The committee also played videos of individual Trump supporters stating their views on what they had by then decided was Pence’s treachery.  “Mike Pence has betrayed this president, and he has betrayed the people of the United States and we will never ever forget,” said one.“It’s real simple, Pence betrayed us,” said another supporter from inside the Capitol.

The roles of election denial and other disinformation narratives in the violent insurrection was immediately clear to those who had been following the rhetoric, such as Darrell M. West of the Brookings Institution, who wrote on January 11 2021:

A stunned nation could not believe the mob violence, desecration of a federal building, and the temporarily successful effort to halt the legislative process. It was the first time since the War of 1812 that the Capitol had been overrun, only this time, it was not a foreign enemy that had occupied the space but fellow Americans. It was the ultimate polarization of Americans turning against other Americans and engaging in violence that resulted in death and injury.

Yet on social media, Trump supporters continue to spread outright lies. People I know argue that the violence was committed by ultra-liberal antifa supporters who infiltrated what they claimed was a peaceful Trump protest. Others are telling their friends to shut off the automatic update feature of their phones because the operators are going to remove Trump’s access to the emergency broadcasting system. Some even suggest that some of the more extreme actions were staged and did not take place in the way they are being depicted by the news media.

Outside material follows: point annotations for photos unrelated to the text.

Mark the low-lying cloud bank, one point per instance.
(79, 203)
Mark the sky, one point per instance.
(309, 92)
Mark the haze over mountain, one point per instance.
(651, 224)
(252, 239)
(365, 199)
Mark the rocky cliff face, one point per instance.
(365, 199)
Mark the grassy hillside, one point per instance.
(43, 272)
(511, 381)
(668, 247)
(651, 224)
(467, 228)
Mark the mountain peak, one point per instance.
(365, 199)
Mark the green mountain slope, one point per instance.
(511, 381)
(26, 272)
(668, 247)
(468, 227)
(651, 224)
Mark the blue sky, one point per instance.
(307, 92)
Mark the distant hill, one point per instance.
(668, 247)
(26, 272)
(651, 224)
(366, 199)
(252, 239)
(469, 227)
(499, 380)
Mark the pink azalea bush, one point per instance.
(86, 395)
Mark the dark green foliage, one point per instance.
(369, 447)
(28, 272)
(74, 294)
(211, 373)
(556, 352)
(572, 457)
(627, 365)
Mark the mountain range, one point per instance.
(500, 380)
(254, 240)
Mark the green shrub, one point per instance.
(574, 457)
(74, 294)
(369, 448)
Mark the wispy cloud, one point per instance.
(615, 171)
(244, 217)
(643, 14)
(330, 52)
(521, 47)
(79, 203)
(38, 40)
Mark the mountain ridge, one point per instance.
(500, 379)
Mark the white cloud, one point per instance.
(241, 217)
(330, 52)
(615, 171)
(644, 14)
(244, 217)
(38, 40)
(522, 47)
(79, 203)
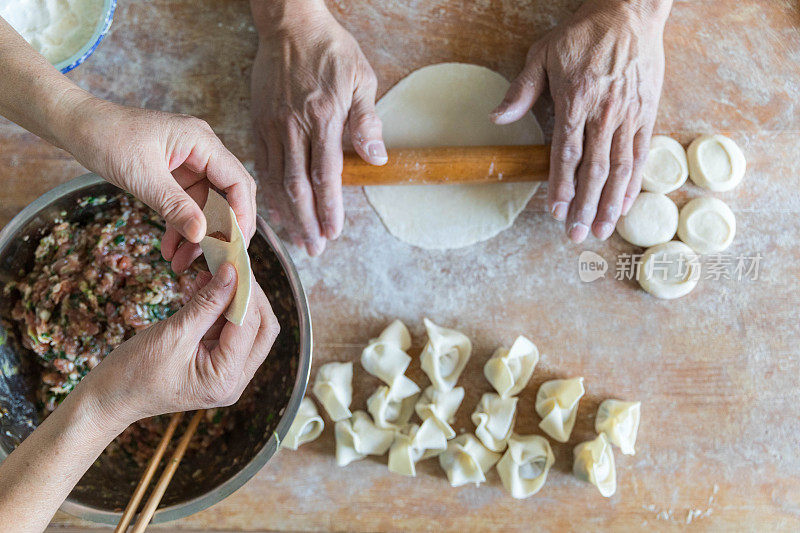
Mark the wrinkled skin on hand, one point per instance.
(194, 359)
(311, 83)
(604, 68)
(169, 162)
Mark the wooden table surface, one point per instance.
(717, 371)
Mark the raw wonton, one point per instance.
(444, 356)
(494, 419)
(307, 426)
(620, 422)
(466, 460)
(557, 404)
(386, 357)
(391, 409)
(509, 370)
(594, 462)
(358, 437)
(523, 468)
(441, 407)
(414, 444)
(220, 218)
(333, 387)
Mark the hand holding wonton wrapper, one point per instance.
(221, 221)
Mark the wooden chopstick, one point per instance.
(166, 476)
(152, 466)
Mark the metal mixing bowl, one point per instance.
(207, 476)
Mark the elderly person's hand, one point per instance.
(309, 79)
(169, 162)
(194, 359)
(604, 68)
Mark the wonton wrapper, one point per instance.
(444, 356)
(557, 404)
(523, 468)
(358, 437)
(466, 460)
(494, 420)
(333, 387)
(385, 357)
(414, 444)
(391, 408)
(594, 462)
(221, 218)
(509, 370)
(620, 422)
(441, 407)
(307, 426)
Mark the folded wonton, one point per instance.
(620, 422)
(220, 218)
(509, 370)
(466, 460)
(557, 404)
(386, 357)
(307, 426)
(414, 444)
(494, 420)
(594, 462)
(444, 356)
(523, 468)
(358, 437)
(333, 387)
(392, 409)
(441, 407)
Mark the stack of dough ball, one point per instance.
(716, 163)
(707, 225)
(669, 270)
(666, 168)
(652, 219)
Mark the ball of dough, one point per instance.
(653, 219)
(707, 225)
(669, 270)
(716, 163)
(666, 168)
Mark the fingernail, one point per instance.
(578, 231)
(225, 273)
(604, 231)
(194, 229)
(559, 210)
(377, 151)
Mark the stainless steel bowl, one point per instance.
(200, 481)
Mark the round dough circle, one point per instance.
(707, 225)
(716, 163)
(669, 270)
(666, 167)
(652, 219)
(448, 104)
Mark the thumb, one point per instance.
(522, 94)
(180, 211)
(207, 305)
(366, 130)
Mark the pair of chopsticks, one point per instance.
(166, 476)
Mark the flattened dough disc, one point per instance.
(448, 104)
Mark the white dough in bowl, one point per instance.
(716, 163)
(707, 225)
(448, 104)
(652, 219)
(666, 168)
(669, 270)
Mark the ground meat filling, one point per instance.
(94, 285)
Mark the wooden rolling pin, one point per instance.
(451, 164)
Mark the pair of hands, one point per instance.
(604, 68)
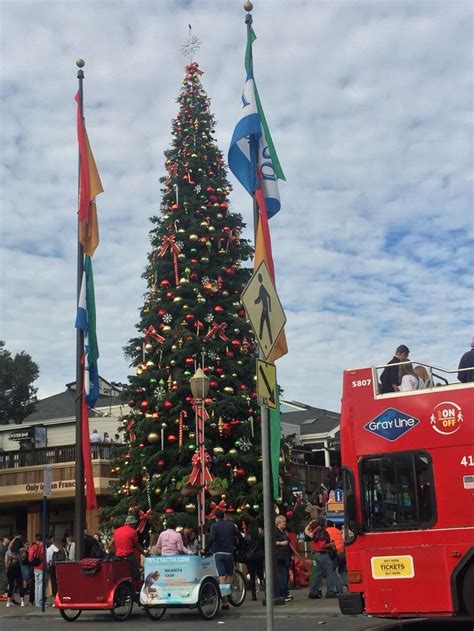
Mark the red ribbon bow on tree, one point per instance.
(219, 329)
(143, 518)
(169, 242)
(214, 507)
(201, 412)
(152, 332)
(195, 478)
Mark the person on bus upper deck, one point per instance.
(467, 361)
(422, 374)
(389, 379)
(408, 379)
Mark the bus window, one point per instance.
(397, 491)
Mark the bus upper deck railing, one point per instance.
(432, 375)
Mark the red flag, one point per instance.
(89, 186)
(263, 252)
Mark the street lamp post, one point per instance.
(200, 387)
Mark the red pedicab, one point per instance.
(95, 585)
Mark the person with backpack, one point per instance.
(324, 551)
(253, 553)
(55, 553)
(35, 556)
(15, 579)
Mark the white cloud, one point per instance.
(370, 107)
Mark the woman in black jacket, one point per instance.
(254, 555)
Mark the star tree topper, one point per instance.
(191, 45)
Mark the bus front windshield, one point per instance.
(397, 491)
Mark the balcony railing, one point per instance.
(50, 455)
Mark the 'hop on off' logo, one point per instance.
(391, 424)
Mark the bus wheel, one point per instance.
(468, 590)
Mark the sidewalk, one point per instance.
(301, 605)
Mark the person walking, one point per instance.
(222, 538)
(283, 554)
(125, 545)
(35, 556)
(389, 379)
(55, 553)
(467, 361)
(338, 562)
(27, 573)
(14, 577)
(323, 550)
(3, 570)
(253, 552)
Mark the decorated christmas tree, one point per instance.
(191, 318)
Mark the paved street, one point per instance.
(301, 615)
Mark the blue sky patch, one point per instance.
(391, 424)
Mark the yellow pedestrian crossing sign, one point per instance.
(263, 308)
(266, 384)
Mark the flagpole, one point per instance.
(268, 508)
(79, 508)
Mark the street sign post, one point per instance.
(263, 308)
(266, 384)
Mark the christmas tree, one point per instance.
(191, 317)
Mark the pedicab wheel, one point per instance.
(239, 589)
(70, 614)
(209, 598)
(123, 602)
(154, 613)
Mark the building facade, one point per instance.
(46, 439)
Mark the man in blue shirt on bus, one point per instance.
(389, 378)
(467, 361)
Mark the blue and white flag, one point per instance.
(252, 157)
(85, 320)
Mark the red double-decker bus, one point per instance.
(408, 470)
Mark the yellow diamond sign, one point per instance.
(263, 308)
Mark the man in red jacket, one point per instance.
(126, 545)
(36, 558)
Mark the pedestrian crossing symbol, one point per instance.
(263, 308)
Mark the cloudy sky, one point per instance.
(370, 107)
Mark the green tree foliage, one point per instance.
(191, 317)
(17, 394)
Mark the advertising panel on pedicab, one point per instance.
(175, 580)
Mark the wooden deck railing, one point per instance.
(49, 455)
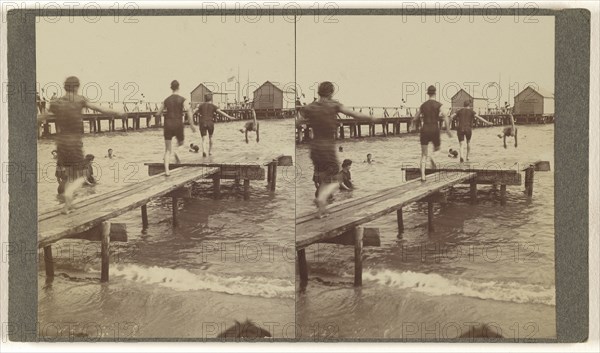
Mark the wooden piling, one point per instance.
(217, 187)
(144, 216)
(529, 174)
(247, 189)
(473, 191)
(302, 267)
(430, 226)
(48, 261)
(503, 194)
(105, 248)
(174, 208)
(400, 219)
(274, 176)
(358, 238)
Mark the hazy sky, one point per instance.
(156, 50)
(374, 60)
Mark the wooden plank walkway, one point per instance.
(53, 225)
(347, 215)
(351, 215)
(244, 166)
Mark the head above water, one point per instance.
(71, 84)
(431, 90)
(326, 89)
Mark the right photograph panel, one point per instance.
(425, 191)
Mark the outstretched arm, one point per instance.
(482, 120)
(355, 114)
(103, 110)
(224, 114)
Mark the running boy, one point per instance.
(175, 108)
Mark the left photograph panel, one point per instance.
(166, 194)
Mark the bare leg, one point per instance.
(468, 149)
(167, 156)
(424, 149)
(204, 149)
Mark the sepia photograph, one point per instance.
(165, 205)
(425, 206)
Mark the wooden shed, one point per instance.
(268, 96)
(531, 101)
(480, 104)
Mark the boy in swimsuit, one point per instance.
(251, 126)
(206, 112)
(175, 108)
(71, 165)
(322, 115)
(430, 112)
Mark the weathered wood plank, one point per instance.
(344, 217)
(84, 217)
(484, 176)
(371, 237)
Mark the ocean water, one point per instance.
(227, 260)
(483, 264)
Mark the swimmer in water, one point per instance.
(346, 177)
(194, 148)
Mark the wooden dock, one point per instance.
(344, 224)
(400, 125)
(238, 167)
(90, 218)
(346, 219)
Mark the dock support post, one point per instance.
(105, 247)
(174, 203)
(246, 189)
(358, 237)
(48, 261)
(529, 172)
(503, 194)
(302, 267)
(144, 217)
(273, 176)
(473, 191)
(400, 220)
(217, 187)
(430, 226)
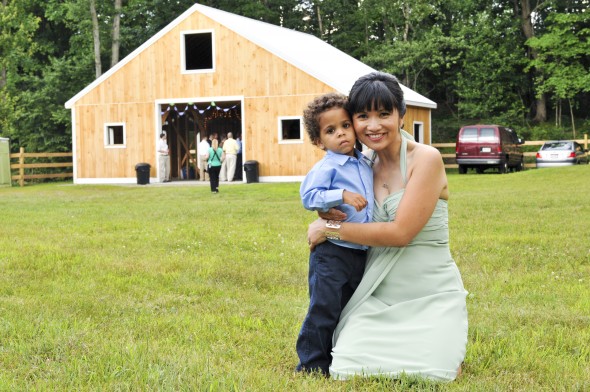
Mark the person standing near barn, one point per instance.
(203, 151)
(408, 314)
(214, 165)
(163, 159)
(230, 148)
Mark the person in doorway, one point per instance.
(342, 179)
(211, 138)
(203, 154)
(214, 165)
(408, 315)
(163, 159)
(230, 148)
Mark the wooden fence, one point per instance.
(22, 166)
(450, 163)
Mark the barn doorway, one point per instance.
(185, 123)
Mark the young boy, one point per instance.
(343, 179)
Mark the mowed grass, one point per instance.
(173, 288)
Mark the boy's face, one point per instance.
(336, 132)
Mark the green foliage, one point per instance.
(562, 55)
(173, 288)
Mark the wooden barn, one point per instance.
(210, 71)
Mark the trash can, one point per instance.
(5, 177)
(143, 173)
(251, 169)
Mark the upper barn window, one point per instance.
(290, 129)
(197, 51)
(114, 135)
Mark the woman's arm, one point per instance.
(426, 183)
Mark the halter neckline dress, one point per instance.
(408, 314)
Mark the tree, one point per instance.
(523, 11)
(563, 57)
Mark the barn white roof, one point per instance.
(304, 51)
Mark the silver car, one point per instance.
(561, 153)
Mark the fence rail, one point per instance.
(21, 166)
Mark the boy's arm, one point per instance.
(316, 194)
(354, 199)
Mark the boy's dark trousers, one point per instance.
(334, 273)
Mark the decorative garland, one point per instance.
(211, 112)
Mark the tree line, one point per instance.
(521, 63)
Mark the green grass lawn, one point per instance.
(173, 288)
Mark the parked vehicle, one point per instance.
(481, 147)
(561, 153)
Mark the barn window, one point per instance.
(197, 51)
(114, 135)
(290, 130)
(419, 132)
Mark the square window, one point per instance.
(290, 129)
(114, 135)
(197, 51)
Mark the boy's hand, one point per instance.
(354, 199)
(332, 214)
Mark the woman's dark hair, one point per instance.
(318, 106)
(376, 90)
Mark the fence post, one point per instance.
(21, 169)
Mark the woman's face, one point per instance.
(377, 129)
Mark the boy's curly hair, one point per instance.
(318, 106)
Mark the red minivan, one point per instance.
(481, 147)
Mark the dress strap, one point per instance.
(402, 159)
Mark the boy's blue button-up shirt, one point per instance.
(323, 186)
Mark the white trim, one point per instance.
(430, 126)
(421, 124)
(74, 147)
(182, 45)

And the disinformation campaigns against the 2020 U.S. election have not stopped. In fact, they have metastasized into an entire slate of election deniers running on Republican tickets all over the United States — showing how difficult it can be to get these sorts of corrosive narratives out of politics once they are allowed in:

Republican voters this week picked Nevada businessman Jim Marchant as their nominee for secretary of state, bringing yet another 2020 election denier closer to overseeing elections in 2024 in a presidential battleground state.

Last month, Pennsylvania Republicans chose as their gubernatorial nominee a staunch defender of former President Donald Trump and his election falsehoods.

And in New Mexico this week, a GOP-led county commission refused to certify the results of the June 7 primary election in the county, citing concerns about election fraud. The move prompted legal action from Democratic Secretary of State Maggie Toulouse Oliver, who this fall will face a Republican rival who has called the 2020 election that Trump lost a “coup” and has argued that vote-tallying machines manipulate election results.

The next hearing is scheduled for June 21 2022. It is expected to detail the Trump administration’s efforts to influence state legislators and election officials to allow him to remain in power despite losing to Joe Biden.